The directive obviously has international repercussions beyond the EU and its legal partners. Copyright protection is thus available to natural or legal persons of third countries, parties to Berne Convention or WTO TRIPs Agreement, except for shorter term of protection (50 years pma under TRIPs). The sui generis protection is available only to makers who are nationals of European Union Member States, or have their habitual residence in the Community, or companies formed in accordance with law of a Member State and having their registered office (plus operations with ongoing link to economy of Member States) central administration or principal place of business within the Community. So many third country nationals will not be eligible. However, under Article 11(3) reciprocal agreements may be concluded with third countries that offer comparable protection to EU nationals/residents.

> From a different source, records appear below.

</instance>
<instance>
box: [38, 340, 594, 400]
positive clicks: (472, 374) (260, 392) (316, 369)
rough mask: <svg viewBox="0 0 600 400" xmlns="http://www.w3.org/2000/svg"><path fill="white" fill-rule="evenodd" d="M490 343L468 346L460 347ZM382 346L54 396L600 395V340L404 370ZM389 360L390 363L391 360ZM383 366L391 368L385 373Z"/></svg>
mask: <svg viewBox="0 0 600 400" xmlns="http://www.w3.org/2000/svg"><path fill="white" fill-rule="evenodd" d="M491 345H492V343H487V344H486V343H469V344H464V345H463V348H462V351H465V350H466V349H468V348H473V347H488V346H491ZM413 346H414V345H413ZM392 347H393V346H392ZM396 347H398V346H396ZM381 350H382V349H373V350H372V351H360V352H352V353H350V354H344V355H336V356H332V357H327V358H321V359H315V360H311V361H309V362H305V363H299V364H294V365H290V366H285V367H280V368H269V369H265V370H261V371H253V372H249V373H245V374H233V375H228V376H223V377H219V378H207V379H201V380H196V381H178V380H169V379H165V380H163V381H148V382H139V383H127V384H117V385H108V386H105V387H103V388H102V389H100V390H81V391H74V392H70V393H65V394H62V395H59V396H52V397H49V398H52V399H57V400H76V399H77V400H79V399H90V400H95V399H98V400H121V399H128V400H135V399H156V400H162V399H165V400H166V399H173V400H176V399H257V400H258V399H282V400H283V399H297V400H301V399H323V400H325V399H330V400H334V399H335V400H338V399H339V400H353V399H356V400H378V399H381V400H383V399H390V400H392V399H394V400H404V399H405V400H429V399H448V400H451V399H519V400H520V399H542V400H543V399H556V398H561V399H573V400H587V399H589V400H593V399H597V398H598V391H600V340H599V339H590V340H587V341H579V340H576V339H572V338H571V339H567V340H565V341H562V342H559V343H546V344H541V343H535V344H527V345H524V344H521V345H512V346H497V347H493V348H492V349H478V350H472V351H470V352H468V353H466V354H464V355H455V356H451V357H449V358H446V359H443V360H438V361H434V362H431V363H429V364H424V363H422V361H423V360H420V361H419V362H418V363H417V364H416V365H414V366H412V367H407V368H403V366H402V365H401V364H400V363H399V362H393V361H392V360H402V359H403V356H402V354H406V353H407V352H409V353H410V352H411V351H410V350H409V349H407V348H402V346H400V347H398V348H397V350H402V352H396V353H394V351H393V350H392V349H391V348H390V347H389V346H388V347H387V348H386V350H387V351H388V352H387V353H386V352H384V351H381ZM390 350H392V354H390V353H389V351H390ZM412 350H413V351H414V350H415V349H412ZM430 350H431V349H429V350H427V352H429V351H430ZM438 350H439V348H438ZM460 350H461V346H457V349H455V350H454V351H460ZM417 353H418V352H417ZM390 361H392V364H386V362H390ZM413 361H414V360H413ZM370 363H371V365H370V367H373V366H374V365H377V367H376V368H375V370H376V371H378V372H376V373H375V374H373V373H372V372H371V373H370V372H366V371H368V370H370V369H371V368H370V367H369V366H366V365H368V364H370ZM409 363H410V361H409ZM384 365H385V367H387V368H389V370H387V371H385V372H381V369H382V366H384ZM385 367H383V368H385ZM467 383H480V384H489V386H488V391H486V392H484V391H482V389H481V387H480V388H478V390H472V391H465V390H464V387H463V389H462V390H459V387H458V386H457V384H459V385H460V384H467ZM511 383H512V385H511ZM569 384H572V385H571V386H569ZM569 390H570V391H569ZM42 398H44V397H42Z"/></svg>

The Directive has naturally been the basis for the EC position in the WIPO talks and deliberations. Some critics of database protection claim that the new laws actually prevent access to some information, and this has led to a series of discussions with, in particular, the USA. The EC put their proposal in treaty language to WIPO in Spring 1996, and the US made a counter-proposal but there was no time at the 1996 Diplomatic Conference to handle this. The American text ran into domestic opposition which is still being debated. For constitutional reasons the US cannot take the "property right" approach; instead they prefer "misappropriation" (like unfair competition).
The difference was already considered in the EU during the passage of the Database Protection directive - the original "unfair extraction right" was changed into a full IPR on basis of arguments put forward by the various parties involved. The American situation is that bills are before Senate and the House of Representatives and will be debated in October (HR 2281 was modified in this regard and will have to be re-handled in 1999 - see Paul Uhlir).
The directive aims to protect investment and thus stimulate the production of databases; it also aims to stimulate third parties into releasing data that hitherto has been kept in private files for fear of it being copied and reused. Access should therefore be improved and provisions have been made to allow exceptions according to national perspectives and habit/history. The directive is of course also subject to other legislation providing for availability of information (e.g. Government information or the sharing of information between certain public interest organisations) but this does not mean that all information should be offered for no charge (in certain cases, public information may be charged for).
Finally, in short, if you have a right, you can authorise who you like.
The aim is to also be able to prevent free- riders. However, do not forget
competition law - one must not try to use IPR legislation as the basis
for restrictive agreements, or to abuse a dominant position.